C’était dommage de laisser cet endroit à l’abandon, un coin bien pénard à l’écart des fermes qui se construisaient, un terrain vague avec des peaux miteuses abandonnées et des pilons polis jusqu’à l’os, des machoires d'ours qui renvoyaient la lueur des étoiles. Il commença à balayer les lieux, jetait des breloques de quartz cassées et très tape-à-l'oeil, il nettoyait les blocs, les débarrassant de leur vieux sang, il revenait chaque soir pour peaufiner son travail. Quand il eut tout décrassé, il décida de ranger les pierres, les petites rondes d’un côté, les grosses allongées de l’autre, d’autre soir il les mélangeait soudainement, puis les reclassait.

Les voisins finirent par venir le voir, inquiets pour lui et son isolement de plus en plus prolongé. Un soir il reçut un flash sidéral venu de plus à l’ouest : il les aligna, petit cailloux devant, au milieu les moyens, au fond les grands. Les gens qui passaient criaient « O Tiist qu’est-ce que tu fous ? », ce à quoi il répondait « je groumpf pas fini, non groumpf pas fini ». Effectivement il n’en finissait pas d’aligner, de mesurer les sommets, de réajuster pour trouver la courbe ascendante parfaite.
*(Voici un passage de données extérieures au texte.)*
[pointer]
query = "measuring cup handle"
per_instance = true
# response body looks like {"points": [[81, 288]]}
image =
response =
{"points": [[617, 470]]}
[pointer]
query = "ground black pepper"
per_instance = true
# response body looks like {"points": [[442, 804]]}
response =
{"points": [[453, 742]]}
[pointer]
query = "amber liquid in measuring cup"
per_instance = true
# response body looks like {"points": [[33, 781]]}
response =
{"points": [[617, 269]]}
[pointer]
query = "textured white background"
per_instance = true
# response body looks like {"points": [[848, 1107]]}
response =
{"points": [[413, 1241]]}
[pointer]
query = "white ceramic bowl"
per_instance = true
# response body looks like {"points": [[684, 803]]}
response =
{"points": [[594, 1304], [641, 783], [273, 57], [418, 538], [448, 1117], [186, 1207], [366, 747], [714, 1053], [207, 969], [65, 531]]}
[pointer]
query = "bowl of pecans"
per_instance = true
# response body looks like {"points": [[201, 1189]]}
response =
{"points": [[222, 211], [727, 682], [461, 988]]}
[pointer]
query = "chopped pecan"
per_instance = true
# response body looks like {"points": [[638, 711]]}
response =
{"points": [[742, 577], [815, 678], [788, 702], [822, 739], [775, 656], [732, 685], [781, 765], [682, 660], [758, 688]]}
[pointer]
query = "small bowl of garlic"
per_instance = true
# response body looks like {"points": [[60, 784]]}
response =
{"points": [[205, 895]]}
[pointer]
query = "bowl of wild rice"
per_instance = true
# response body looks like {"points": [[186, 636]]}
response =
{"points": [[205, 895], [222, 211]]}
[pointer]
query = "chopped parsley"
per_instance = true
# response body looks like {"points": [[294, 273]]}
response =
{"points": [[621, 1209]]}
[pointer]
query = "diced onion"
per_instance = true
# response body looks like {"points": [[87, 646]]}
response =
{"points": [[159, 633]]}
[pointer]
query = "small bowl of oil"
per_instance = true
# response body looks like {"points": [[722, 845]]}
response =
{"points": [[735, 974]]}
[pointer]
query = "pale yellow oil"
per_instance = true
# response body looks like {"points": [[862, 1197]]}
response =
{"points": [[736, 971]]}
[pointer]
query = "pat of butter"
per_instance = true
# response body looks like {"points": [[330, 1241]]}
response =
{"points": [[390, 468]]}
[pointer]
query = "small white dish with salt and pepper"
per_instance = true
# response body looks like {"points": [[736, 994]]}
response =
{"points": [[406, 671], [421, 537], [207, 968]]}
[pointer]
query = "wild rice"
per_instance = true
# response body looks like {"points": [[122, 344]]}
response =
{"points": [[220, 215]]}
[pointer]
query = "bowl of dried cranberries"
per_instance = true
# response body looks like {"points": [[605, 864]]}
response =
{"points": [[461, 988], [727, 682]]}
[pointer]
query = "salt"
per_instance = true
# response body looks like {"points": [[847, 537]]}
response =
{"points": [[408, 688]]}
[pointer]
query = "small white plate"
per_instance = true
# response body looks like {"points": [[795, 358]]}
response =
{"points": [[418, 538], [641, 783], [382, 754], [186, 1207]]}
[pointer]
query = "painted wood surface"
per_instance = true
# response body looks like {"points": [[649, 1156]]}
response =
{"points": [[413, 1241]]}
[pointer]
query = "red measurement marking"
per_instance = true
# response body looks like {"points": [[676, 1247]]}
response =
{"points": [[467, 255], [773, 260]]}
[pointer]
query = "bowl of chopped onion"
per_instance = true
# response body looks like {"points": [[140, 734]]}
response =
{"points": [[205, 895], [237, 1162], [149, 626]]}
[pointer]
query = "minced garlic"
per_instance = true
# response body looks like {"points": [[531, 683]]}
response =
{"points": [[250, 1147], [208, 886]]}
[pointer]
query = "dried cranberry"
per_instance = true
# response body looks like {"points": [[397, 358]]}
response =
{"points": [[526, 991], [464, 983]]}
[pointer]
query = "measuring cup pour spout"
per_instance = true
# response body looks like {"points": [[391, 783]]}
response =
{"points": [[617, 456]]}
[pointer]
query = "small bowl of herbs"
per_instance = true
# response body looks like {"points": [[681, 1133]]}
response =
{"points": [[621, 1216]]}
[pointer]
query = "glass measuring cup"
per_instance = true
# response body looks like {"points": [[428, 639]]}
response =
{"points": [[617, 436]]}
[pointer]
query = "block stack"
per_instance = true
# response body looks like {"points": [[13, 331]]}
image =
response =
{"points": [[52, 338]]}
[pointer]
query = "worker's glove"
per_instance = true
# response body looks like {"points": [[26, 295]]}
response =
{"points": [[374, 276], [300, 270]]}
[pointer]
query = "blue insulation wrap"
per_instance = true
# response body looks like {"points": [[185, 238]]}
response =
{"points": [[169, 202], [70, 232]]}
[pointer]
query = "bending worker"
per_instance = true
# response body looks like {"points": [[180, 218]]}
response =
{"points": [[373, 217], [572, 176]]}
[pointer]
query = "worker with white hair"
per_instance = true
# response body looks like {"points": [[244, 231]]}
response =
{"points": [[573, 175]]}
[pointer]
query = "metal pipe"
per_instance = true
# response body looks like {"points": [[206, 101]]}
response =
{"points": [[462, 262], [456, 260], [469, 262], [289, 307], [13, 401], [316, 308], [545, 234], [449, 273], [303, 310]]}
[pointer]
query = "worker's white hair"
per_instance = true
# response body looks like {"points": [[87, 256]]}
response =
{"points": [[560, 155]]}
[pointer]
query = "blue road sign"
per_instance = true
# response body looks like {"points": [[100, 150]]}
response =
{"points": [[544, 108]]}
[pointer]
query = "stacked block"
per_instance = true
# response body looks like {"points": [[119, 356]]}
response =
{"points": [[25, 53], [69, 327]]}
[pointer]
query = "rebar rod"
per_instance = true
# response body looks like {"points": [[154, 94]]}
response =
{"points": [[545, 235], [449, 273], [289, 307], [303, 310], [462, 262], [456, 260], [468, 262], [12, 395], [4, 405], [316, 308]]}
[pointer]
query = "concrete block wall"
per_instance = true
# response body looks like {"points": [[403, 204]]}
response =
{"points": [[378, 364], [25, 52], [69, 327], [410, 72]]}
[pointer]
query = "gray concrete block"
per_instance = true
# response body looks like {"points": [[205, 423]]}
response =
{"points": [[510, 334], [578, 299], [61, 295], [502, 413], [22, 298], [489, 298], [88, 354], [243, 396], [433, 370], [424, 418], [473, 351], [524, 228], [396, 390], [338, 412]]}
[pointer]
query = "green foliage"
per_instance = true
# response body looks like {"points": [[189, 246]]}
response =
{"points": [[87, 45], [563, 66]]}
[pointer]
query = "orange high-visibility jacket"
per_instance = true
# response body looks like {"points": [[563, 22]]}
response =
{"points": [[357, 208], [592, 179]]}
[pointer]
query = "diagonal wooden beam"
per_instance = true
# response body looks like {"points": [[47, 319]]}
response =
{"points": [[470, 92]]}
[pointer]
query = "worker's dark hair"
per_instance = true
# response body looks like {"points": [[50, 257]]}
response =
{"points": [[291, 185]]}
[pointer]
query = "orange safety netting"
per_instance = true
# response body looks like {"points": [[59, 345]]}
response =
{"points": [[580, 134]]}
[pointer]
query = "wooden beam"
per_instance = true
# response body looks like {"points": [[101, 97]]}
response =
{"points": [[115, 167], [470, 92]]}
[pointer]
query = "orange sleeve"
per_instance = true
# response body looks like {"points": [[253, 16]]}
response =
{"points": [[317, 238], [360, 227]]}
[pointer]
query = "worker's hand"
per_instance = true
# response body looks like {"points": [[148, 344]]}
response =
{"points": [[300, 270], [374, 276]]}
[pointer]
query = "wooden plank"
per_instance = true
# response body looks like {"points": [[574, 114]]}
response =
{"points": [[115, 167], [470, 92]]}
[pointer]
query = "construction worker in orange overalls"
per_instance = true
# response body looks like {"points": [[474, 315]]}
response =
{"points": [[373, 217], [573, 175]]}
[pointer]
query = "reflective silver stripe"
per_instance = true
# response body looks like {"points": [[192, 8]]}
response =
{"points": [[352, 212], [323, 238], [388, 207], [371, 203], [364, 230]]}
Il mourut d’épuisement, mais pour lui rendre hommage, beaucoup de ses anciens copains prénommèrent l’aîné de leurs rejetons Tiist. A ceux-là le premier métier du monde à haut risque et sans chômage leur fut dévolu. Sur le modèle initié par Tiist, il y avait des règles très strictes à observer comme la solitude et l’incompréhension des autres : ils furent les premiers aligneurs de pierres ou plus communément appelés en néolithique récent « Aar-tiist ». Peu de temps après un deuxième métier à haut risque s’est rapidement mis en place : psychologue.